Jill turned when she heard the splatter hit the floor of the L Train.

James saw the whole thing happen, having unfortunately chosen to stand right in front of the kid.  He looked down at his shoes, making sure that the strategically distressed and aged leather was untainted; scuffs and tears were okay, but throw up was another beast entirely.

Jill watched as James moved towards her.  She thought she might have seen him before, but maybe it was just that haircut that was so familiar.  She’d been seeing that one a lot lately.  Their eyes met briefly and shared an accidental wink and a nod about what they had just seen.  And then they continued to not look at each other, as people in the subway so often do, holding the rails and feeling the shuddering sway of the train on the tracks.

Together, they watched as a second bout of illness quickly came, the young girl now standing on her feet and completely at the whim of her fickle stomach.  “Oh, no.  Oh, no.”  Politeness being a dangerous road to tread at this point, most everyone parted ways to create a large circle of space around the kid, like an unwelcome dance floor.

Again, the two caught eyes.  Again, the accidental acknowledgement.

First Avenue arrived and the two made their way for another train.  With everyone from the last car in this new one, the boy and girl were forced to stand more closely to one another.  Jill flashed her iPod James’ direction, angled casually to minimize the glare, hopping that he might see her Belle and Sebastian remixed cover on display.  She peeked up just in time to see his eyes moving away from her screen and down to her black boots.

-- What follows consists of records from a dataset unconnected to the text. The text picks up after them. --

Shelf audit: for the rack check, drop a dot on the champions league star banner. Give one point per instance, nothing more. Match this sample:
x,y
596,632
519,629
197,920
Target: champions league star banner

“Madewell?” he asked, though the question was more the assumption of someone who shopped often and knew the minutia of marked designer characteristics – stitching, leather quality, and other trappings of the post-heterosexual days.

“Lanvin,” she countered, immediately following with a self-deprecating apology for having purchased such a grossly expensive item, separating herself from the real artists.  She couldn’t help that her parents came from money, could she?

James nodded his head in a nonjudgmental manner and placed his headphones back on.  She did the same, though she didn’t press play yet.  Instead, she listened to the thumping baseline of her new favorite song play loudly into his ears – the one by that guy who lives in a loft somewhere in Bushwick, you know, the one that sounds like all those other ones with, like, the reverb and stuff.  Her song was on his iPod.

She turned her face away.  He looked over, swearing he caught a wave of blush cross her cheeks.  But then again, it was getting cold outside.

Third Avenue arrived and he departed, off to work a retail gig for a brand that had perfected the art of skinny jeans for boys.  You know, that one.  Jill watched through the dirty glass windows and he disappeared, noting that she hadn’t realized until just now that they were wearing the very same plaid shirt.